We're awaiting CRP bid for renewal options, but currently planning to put all but the steepest 40 acres back into production. We plan to place tile mains in the most problematic areas of the bottoms first. We no longer farm ourselves, and this is a hunting/recreational/investment farm for us. We have a 100hp cab tractor and notill drill we've been handling the cover crop seeding and expect that to continue. We also have a 75hp track skid loader, tree shear, puller, brush mower and have been busy reclaiming areas from cottonwood, boxelder, and thankfully only the occasional cedar.

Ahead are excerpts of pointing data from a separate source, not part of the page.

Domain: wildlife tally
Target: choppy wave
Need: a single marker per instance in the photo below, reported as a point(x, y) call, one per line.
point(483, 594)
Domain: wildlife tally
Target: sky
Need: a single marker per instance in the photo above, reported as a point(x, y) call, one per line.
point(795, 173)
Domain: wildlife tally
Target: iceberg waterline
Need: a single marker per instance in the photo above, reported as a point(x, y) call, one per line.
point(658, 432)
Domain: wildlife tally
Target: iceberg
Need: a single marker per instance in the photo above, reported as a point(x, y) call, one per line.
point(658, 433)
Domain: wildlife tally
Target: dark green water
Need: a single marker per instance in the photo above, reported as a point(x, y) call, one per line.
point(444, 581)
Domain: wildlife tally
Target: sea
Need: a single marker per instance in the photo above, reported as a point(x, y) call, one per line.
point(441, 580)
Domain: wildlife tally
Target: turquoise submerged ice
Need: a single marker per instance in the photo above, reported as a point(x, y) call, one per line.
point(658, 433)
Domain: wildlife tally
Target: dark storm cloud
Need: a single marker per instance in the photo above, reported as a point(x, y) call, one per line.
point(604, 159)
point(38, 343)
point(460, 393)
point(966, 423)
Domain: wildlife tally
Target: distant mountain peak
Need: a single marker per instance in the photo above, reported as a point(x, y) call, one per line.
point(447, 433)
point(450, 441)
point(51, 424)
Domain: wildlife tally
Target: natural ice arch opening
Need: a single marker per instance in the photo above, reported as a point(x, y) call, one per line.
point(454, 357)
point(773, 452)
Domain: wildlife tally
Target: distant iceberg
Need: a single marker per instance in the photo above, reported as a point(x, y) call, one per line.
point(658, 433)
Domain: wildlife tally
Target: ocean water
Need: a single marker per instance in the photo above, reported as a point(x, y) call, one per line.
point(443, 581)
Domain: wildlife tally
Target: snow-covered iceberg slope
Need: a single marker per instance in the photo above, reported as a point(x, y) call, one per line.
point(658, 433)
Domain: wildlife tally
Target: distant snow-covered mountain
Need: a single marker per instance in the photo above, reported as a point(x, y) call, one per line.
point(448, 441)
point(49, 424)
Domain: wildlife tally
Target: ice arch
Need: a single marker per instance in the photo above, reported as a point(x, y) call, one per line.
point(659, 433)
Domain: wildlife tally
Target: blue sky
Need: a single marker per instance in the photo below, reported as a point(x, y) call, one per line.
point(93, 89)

We plan to weigh options of CRP rates and cash/flex rent rates and overall economics before deciding what to do. I'm interested in others thoughts as we decide what the next 10 years look like. One factor we have in mind is the state of the current CRP grass/forb stand. I would argue that a couple years of notill could really help clean up some of the shorter bluegrass/brome/weeds that have no real redeeming habitat value before reseeding with a native CRP mix, but expect those 40 acres to be a loss leader. Ideally I see this 300 acre farm as 120 of pattern tiled tillable, 100 of high quality CRP and remainder timbered creek/draw.

We have a young, ambitious and conservation-minded tenant who we feel will treat us well and take care of the farm. Larger operators are nearby and we expect rent to be fairly competitive. We have a preference for row crop as CRP has plenty of headaches. Still we like the wildlife benefits and erosion protections of CRP.

What aren't we thinking of that we should be?